Deux ans plus tard, le nombre de personnes mortes lors d’interactions avec la police a ainsi battu un triste record, avec 1 096 morts pour l’année 2022, selon le décompte annuel du Washington Post. Ce chiffre est chaque année en légère augmentation depuis 2015, date du premier du recensement établi par le quotidien américain, qui avait entrepris ce décompte après le décès de Michael Brown, un Afro-Américain de 18 ans atteint de six balles, à Ferguson (Missouri). Le jeune homme, soupçonné de vol, était désarmé, et sa mort, le 9 août 2014, avait provoqué des manifestations aboutissant à la propagation du mouvement Black Lives Matter.

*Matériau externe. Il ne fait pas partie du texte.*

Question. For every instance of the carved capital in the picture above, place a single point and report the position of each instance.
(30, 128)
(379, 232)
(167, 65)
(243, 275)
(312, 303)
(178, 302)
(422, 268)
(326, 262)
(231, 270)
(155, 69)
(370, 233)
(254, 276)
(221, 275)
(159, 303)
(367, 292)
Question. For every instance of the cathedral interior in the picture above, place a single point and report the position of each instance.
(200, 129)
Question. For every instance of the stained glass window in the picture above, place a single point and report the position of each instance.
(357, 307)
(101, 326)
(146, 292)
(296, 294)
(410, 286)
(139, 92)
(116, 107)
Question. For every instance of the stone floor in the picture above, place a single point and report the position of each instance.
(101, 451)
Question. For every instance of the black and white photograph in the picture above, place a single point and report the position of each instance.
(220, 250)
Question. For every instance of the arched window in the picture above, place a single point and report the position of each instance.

Les Afro-Américains 2,5 fois plus tués que les Blancs
En 2022, trois personnes par jour sont ainsi décédées aux Etats-Unis de la main de policiers en service – les chiffres du journal diffèrent de ceux des autorités. En 2021, seul un tiers des fusillades mortelles des départements figurait ainsi dans la base de données du FBI, souligne le Washington Post. Pour le quotidien américain, cela s’explique « en grande partie par le fait que les services de police locaux ne sont pas tenus de signaler ces incidents au gouvernement fédéral ». Autre facteur aggravant : « la mise à jour du système de notification des données du FBI et la confusion qui règne au sein des services de police locaux quant aux responsabilités en matière de notification ».

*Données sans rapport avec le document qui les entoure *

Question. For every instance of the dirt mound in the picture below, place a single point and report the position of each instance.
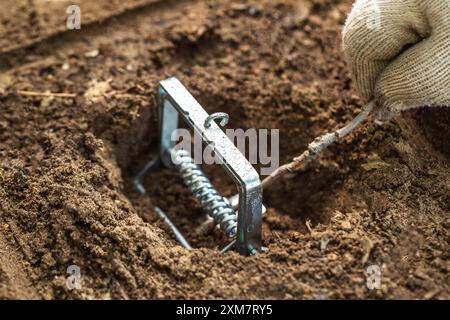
(380, 197)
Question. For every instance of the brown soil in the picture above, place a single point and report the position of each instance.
(382, 196)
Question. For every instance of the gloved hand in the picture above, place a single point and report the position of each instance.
(398, 52)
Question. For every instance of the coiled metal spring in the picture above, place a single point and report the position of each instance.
(216, 206)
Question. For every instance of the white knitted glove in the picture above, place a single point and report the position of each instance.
(398, 52)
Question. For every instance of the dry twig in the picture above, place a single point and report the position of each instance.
(45, 94)
(316, 147)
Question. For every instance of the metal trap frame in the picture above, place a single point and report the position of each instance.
(240, 217)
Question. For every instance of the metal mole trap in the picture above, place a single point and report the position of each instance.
(240, 217)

Au total, depuis le début du décompte du Washington Post, 8 079 personnes sont mortes. Les Afro-Américains (1 905 morts pour 40 millions d’habitants) sont proportionnellement tués 2,5 fois plus que les Blancs non hispaniques (3 593 morts depuis 2015 pour 192 millions d’habitants). Près de six personnes noires par million d’habitants sont ainsi tuées chaque année par les forces de l’ordre, contre un peu plus de deux personnes blanches. Les Latino-Américains (1 286 morts depuis 2015 pour 62 millions d’habitants) ont 10 % de risque de plus que les Blancs d’être visés par la police. Plus de la moitié des morts ont entre 20 et 40 ans, et 95 % d’entre eux sont des hommes.
Prolifération d’armes
Les experts attribuent cette violence à la prolifération d’armes dans un pays qui enregistre environ 25 000 homicides par an (contre 1 050 environ en France). D’après des données recueillies auprès de la presse et d’organismes indépendants ou gouvernementaux, ce phénomène est beaucoup plus important aux Etats-Unis que dans les autres pays occidentaux. En 2021, la police française a ainsi tuée 6 fois moins sur son sol (37 morts) que la police américaine (1 048 morts), proportionnellement à la population des deux pays. L’écart est encore plus important avec l’Allemagne (8 victimes), dont les officiers ont tué 45 fois moins que leurs homologues américains.
Cette tendance doit toutefois être envisagée avec précaution du fait de l’épidémie de Covid-19 qui, avec les confinements et couvre-feu, a réduit les activités humaines en 2020 et 2021. Dans son dernier rapport, la direction générale de la police nationale (IGPN), souligne en effet que « le retour à une situation normale, délivrée des contraintes et des mesures restrictives des libertés individuelles, peut faire craindre en 2022 une tendance à la hausse des saisines judiciaires telle qu’amorcée avant la crise sanitaire ».